Useful when the population is large and spread over a wide area.
Reduces time and travel costs compared to simple random sampling.
Steps
- Divide the population into clusters.
- Randomly select a subset of clusters.
- Include all individuals from the selected clusters in the sample.
7.4 Nonrandom Sampling Techniques
Covenience sampling
Samples are selected based on ease of access or availability.
Advantages: Quick and inexpensive.
Disadvantages: High risk of bias; not representative of the entire population.
Example
A researcher studies the frogs only in the pond near the research station, because it is easily accessible, rather than sampling all ponds in the area.
Judgement sampling
The researcher uses expert knowledge or judgment to select the most relevant or typical subjects.
Advantages: Focused on specific traits or behaviors; useful for rare or specialized cases.

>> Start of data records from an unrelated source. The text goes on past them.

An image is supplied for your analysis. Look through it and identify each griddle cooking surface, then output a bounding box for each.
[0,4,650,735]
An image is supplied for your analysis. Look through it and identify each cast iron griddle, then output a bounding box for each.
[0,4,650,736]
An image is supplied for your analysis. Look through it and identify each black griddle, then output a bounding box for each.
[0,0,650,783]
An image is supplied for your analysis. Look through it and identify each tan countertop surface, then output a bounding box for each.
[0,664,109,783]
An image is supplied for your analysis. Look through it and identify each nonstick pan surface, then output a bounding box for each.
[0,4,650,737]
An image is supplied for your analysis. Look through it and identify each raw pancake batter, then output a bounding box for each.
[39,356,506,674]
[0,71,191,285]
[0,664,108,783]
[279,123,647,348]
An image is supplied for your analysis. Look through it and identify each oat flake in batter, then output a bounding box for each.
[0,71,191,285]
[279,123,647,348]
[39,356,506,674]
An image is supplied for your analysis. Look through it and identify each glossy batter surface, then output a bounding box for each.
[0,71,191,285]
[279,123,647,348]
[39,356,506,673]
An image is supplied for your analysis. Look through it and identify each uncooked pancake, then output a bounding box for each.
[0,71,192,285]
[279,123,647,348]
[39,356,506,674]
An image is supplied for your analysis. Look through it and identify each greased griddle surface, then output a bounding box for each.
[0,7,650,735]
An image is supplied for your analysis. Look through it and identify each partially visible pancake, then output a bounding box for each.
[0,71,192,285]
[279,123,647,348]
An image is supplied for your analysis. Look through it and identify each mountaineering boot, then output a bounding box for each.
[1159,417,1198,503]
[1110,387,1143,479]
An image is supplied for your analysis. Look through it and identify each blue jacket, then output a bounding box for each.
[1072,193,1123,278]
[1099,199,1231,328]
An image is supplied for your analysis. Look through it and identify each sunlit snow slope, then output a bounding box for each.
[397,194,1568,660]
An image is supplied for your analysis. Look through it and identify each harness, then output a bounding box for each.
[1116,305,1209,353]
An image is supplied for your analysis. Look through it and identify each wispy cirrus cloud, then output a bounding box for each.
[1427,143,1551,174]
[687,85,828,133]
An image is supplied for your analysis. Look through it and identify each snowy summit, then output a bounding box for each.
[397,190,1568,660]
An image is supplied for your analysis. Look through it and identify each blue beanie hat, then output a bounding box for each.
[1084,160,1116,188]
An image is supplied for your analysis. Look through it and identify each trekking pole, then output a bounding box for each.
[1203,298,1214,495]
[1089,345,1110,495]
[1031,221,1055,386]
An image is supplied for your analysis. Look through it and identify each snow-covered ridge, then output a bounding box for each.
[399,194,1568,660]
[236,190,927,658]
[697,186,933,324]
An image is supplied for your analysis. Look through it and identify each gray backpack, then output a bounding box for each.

Disadvantages: Subjective; results cannot be generalized to the population.
Example
A researcher wants to study the reproductive behavior of mature elephants. Only adult, healthy elephants are selected based on expert judgment, ignoring juveniles or sick individuals.
Quota sampling
The population is divided into subgroups, and the researcher selects a fixed number of subjects from each subgroup.
Advantages: Ensures representation of important subgroups.
Disadvantages: Nonrandom selection within subgroups may introduce bias.
Example
A researcher wants to study male and female adolescent elephants:
Total population: 50 elephants
Quota: 30 males and 20 females
The researcher selects individuals to meet the quota, not randomly within each sex.
Snowball sampling
Snowball sampling is a non-probability sampling technique in which existing study participants recruit future participants from among their acquaintances. The sample “snowballs” as more and more participants are referred by those already in the study.
Key Features:
Often used when the population is hard to reach or hidden, such as people with rare diseases, drug users, or marginalized communities.
Starts with a small initial group (called “seeds”) who are known or accessible to the researcher.
Each participant helps identify additional participants, increasing the sample size progressively.
Advantages:
Efficient for reaching difficult-to-access populations.
Can leverage participants’ networks to gain trust and participation.
Disadvantages:
Bias risk: The sample may not represent the entire population, since people tend to refer others similar to themselves.
Dependence on initial participants: If the first “seeds” are not diverse, the sample may be skewed.
Example:
A researcher studying rare medical conditions starts with a few patients at a clinic. Each patient refers other patients they know who have the condition, and the process continues until enough participants are recruited.
7.5 Sampling Error vs Nonsampling error
Sampling error is the difference between a sample and the population it represents, often due to an inadequate sample size and can be reduced by increasing the sample size.
Non-sampling error, on the other hand, includes all other mistakes in a study, such as data entry mistakes, poorly worded questions, or faulty data collection methods.